WIDDEN’S REVIEW – CAN MUSIC COMMENT ON A POLITICAL SITUATION?

Contributed by Martin Widden
Some music is composed to celebrate a person – probably the best known example is Beethoven’s Eroica symphony, composed in honour of Napoleon, although Beethoven later withdrew the dedication in disgust at Napoleon’s declaring himself emperor; some portray an actual event, such as Verdi’s opera The Masked Ball, about the very real assassination of King Gustav of Sweden in 1792. But music is usually a self-sufficient form of art, existing without needing to refer to any external person or event. Nonetheless, two recent recitals in the Great Hall have been programmed to respond to the present situation in the world.
The first of these was a performance on 7 November by English Touring Opera of The Silver Lake, by Kurt Weill. (Weill was the composer who collaborated with the playwright Bertolt Brecht on The Threepenny Opera, which includes the well-known song Mack the Knife.) The story of the opera centres on an impoverished youth, Severin, who steals a pineapple and is shot and wounded by a policeman, Olim. Conscience-stricken at what he has done, Olim visits Severin in hospital, and from this follows an increasingly fantastical story, leading the pair finally to a silver frozen lake, which they are able to cross and make their way to a new future. On the bare Great Hall stage without scenery, and to the accompaniment of a 30-strong orchestra, ETO gave a compelling performance of this story about poverty, hunger and deprivation. It is particularly encouraging that, as at all ETO’s performances, the chorus was recruited locally from choirs based in and around Lancaster.
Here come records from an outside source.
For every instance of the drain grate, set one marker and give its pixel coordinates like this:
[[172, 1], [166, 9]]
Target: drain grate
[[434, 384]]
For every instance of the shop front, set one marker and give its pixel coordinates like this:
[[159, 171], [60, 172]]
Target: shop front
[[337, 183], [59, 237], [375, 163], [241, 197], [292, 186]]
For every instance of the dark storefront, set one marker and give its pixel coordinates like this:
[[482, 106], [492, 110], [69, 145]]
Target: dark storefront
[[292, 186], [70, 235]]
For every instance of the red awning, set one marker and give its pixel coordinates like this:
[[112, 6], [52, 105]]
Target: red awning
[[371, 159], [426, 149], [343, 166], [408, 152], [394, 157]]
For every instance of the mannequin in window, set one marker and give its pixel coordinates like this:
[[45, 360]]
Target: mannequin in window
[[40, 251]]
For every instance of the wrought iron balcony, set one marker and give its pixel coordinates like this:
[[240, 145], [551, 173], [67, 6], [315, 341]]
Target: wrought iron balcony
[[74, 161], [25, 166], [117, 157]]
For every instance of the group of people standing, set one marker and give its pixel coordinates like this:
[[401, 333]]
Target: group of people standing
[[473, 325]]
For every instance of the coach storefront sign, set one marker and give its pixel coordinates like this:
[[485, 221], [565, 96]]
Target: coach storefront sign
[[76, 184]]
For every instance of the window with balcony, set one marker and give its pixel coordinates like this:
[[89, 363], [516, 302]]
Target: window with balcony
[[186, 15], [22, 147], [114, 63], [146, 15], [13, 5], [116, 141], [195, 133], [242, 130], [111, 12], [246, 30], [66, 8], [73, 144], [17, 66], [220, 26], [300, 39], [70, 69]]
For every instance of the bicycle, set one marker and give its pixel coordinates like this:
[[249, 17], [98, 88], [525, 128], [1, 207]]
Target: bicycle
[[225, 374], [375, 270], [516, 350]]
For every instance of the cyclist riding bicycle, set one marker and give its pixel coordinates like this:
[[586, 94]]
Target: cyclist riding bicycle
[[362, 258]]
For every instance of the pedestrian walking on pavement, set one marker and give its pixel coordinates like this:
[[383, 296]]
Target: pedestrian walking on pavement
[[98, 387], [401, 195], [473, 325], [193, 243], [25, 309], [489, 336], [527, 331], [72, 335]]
On 5 December, the Great Hall hosted a recital entitled The Labyrinth by the Israeli-American pianist David Greilsammer. Based loosely on Janacek’s suite On an Overgrown Path, this was a series of short pieces, generally improvisatory in nature, by composers ranging from the 17th century German JJ Froberger, via CPE Bach and Mozart, to the contemporary American Philip Glass. The recital lasted only about 70 minutes, but afterwards Greilsammer returned to answer questions from the audience, and it was here that he remarked that he had put together the programme to reflect the chaotic times we are living in. It was a very interesting series of works which made sense in his hands, even though in the printed programme it looked like a random list. Greilsammer was able to master the varied styles of the pieces very convincingly.